12. Aux termes de l'article 41 de la loi du 9 janvier 1986 : " Le fonctionnaire en activité a droit : (...) 2° A des congés de maladie (...) si la maladie provient de l'une des causes exceptionnelles prévues à l'article L. 27 du code des pensions civiles et militaires de retraite ou d'un accident survenu dans l'exercice ou à l'occasion de l'exercice de ses fonctions, le fonctionnaire conserve l'intégralité de son traitement jusqu'à ce qu'il soit en état de reprendre son service ou jusqu'à sa mise à la retraite. Il a droit, en outre, au remboursement des honoraires médicaux et des frais directement entraînés par la maladie ou l'accident ".

13. Il résulte des dispositions précitées de l'article 41 de la loi du 9 janvier 1986 que le fonctionnaire, victime d'un accident de service, peut prétendre au remboursement des frais directement entrainés par cet accident, indépendamment d'une éventuelle faute de la collectivité qui employait le fonctionnaire à la date de l'accident.

14. Il ressort des pièces du dossier que par une demande du 2 novembre 2016, Mme D... a demandé au CHRU de Besançon, d'une part, de l'indemniser des préjudices qu'elle a subis du fait de l'accident de service du 5 novembre 2012 sur le fondement de la responsabilité pour faute ou à défaut sur celui de la responsabilité sans faute et, d'autre part, de prendre en charge tous les frais divers en lien avec cet accident en application de l'article 41 de la loi du 9 janvier 1986. La décision du 4 janvier 2017 par laquelle le CHRU de Besançon a refusé de prendre en charge ces frais divers et d'indemniser les préjudices extra-patrimoniaux de l'intéressée, au motif qu'aucune faute ne lui était imputable dans la survenue de l'accident, doit ainsi être regardée comme ayant rejeté cette demande de prise en charge des frais en lien avec l'accident de service.

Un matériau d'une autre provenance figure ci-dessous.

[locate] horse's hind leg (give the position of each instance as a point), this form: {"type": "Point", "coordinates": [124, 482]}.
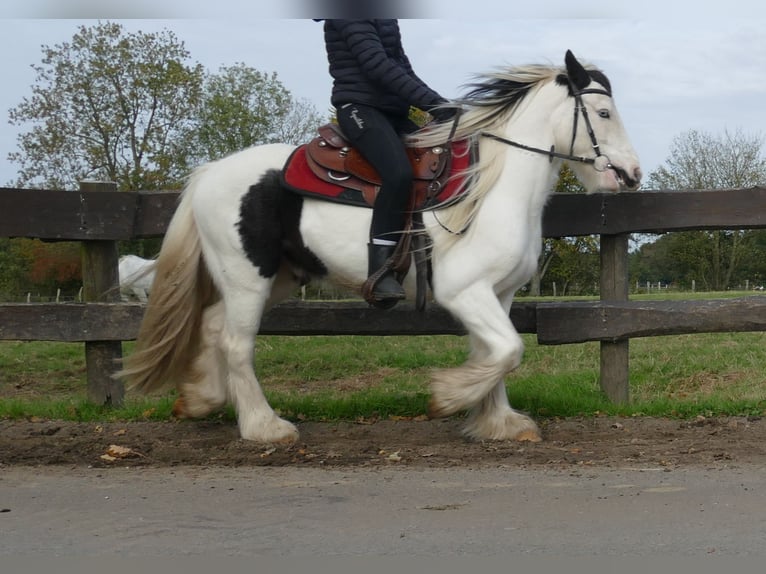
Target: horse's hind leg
{"type": "Point", "coordinates": [244, 307]}
{"type": "Point", "coordinates": [204, 390]}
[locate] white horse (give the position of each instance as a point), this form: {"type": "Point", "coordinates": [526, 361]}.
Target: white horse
{"type": "Point", "coordinates": [239, 243]}
{"type": "Point", "coordinates": [136, 276]}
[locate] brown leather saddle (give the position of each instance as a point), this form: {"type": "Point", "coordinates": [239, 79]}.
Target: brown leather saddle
{"type": "Point", "coordinates": [333, 159]}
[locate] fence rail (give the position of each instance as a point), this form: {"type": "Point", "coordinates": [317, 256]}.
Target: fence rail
{"type": "Point", "coordinates": [98, 216]}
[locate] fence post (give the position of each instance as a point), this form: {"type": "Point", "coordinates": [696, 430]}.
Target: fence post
{"type": "Point", "coordinates": [614, 286]}
{"type": "Point", "coordinates": [100, 283]}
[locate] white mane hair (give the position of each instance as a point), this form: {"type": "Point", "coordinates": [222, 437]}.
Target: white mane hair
{"type": "Point", "coordinates": [490, 104]}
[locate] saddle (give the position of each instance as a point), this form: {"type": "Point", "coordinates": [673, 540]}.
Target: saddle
{"type": "Point", "coordinates": [330, 168]}
{"type": "Point", "coordinates": [334, 160]}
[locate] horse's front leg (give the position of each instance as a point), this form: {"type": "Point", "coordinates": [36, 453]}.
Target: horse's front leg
{"type": "Point", "coordinates": [478, 384]}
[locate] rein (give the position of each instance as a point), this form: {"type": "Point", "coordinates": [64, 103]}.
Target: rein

15. Toutefois, s'il ressort des pièces du dossier, notamment des rapports des médecins agréés, que l'impotence fonctionnelle du membre supérieur gauche dont souffre Mme D... est en lien avec l'accident dont elle a été victime le 5 novembre 2012, les pièces du dossier, notamment le rapport de l'ergothérapeute du 20 novembre 2014, ne permettent pas d'apprécier l'étendue et la réalité exactes des frais directement entraînés par l'accident de service et, par conséquent, d'apprécier la légalité du refus opposé par le CHRU de Besançon à la demande de Mme D.... Il y a donc lieu de réserver ces conclusions jusqu'au dépôt du rapport d'expertise.


D E C I D E :


Article 1er : Le jugement du tribunal administratif de Besançon du 18 octobre 2018 est annulé en tant qu'il a omis de statuer sur le fondement de la responsabilité sans faute.

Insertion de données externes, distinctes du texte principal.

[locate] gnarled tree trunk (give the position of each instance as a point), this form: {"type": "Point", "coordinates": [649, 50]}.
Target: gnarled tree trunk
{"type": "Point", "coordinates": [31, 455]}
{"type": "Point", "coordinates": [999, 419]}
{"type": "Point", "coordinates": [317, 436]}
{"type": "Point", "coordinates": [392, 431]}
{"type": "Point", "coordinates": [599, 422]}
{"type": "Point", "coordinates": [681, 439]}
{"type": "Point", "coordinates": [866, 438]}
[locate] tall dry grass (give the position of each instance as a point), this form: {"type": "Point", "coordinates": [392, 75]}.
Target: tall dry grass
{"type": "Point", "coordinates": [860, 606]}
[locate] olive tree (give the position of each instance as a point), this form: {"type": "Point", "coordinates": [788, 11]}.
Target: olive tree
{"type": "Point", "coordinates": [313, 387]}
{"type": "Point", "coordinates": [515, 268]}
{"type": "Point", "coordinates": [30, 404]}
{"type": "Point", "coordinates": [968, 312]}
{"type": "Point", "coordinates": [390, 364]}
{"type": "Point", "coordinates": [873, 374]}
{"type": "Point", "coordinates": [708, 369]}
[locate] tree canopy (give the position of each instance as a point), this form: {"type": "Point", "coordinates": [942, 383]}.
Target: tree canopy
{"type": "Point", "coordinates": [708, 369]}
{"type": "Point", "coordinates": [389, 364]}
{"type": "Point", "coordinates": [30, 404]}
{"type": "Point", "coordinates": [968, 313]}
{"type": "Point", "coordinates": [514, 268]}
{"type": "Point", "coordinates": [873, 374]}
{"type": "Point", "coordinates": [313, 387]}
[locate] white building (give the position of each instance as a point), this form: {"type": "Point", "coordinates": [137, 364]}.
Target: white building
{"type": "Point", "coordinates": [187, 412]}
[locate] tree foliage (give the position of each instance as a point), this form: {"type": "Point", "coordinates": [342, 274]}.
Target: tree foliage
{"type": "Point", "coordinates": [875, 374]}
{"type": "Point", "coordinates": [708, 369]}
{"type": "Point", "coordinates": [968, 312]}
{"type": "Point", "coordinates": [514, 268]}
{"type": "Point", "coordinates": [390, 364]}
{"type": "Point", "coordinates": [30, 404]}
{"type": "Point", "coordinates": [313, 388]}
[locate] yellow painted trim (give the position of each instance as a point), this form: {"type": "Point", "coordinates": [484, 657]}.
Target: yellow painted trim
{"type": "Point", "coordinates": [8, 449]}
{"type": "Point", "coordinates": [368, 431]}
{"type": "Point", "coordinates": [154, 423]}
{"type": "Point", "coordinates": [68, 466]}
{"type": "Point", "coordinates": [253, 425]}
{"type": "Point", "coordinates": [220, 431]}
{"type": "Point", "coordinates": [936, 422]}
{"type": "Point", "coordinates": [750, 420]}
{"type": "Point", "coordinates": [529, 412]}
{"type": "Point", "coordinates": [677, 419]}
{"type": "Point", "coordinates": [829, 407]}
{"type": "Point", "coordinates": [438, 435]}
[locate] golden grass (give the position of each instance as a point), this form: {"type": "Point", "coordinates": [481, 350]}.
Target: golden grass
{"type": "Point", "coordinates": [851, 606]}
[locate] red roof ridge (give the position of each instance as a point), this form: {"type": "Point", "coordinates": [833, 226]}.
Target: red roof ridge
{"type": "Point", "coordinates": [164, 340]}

Article 2 : Il sera procédé à une expertise médicale contradictoire entre les parties en vue de déterminer l'étendue des préjudices de Mme D..., avec mission pour l'expert :

1°) de se faire communiquer les documents médicaux utiles à sa mission, d'examiner Mme D... et de décrire son état actuel ;

2°) de déterminer et d'évaluer, compte tenu des dates de consolidation de l'état de santé de Mme D... fixées aux plans psychique et physique respectivement au 12 novembre 2016 et au 7 juillet 2017, les différents préjudices qui résultent directement de l'accident qu'elle a subi le 5 novembre 2012, et notamment les préjudices patrimoniaux, y compris la nécessité d'acquérir des ustensiles adaptés, d'aménager un véhicule et de bénéficier de l'assistance d'une tierce-personne, et les préjudices extra-patrimoniaux, en distinguant les préjudices temporaires et permanents.

3°) de fournir, plus généralement, tous éléments susceptibles de permettre d'éclairer la cour.

Article 4 : L'expert accomplira sa mission dans les conditions prévues par les articles R. 621-2 à R. 621-14 du code de justice administrative. Il prêtera serment par écrit devant le greffier en chef de la cour. L'expert déposera son rapport au greffe en deux exemplaires et en notifiera copie aux parties dans le délai fixé par le président de la cour dans sa décision le désignant.

Article 5 : Le jugement du tribunal administratif de Besançon du 18 octobre 2018 est réformé en ce qu'il a de contraire au présent arrêt.

Article 6 : Tous droits et moyens des parties, sur lesquels il n'est pas expressément statué par le présent arrêt, sont réservés jusqu'en fin d'instance.

Article 7 : Le présent arrêt sera notifié à Mme C... D... et au centre hospitalier régional universitaire de Besançon.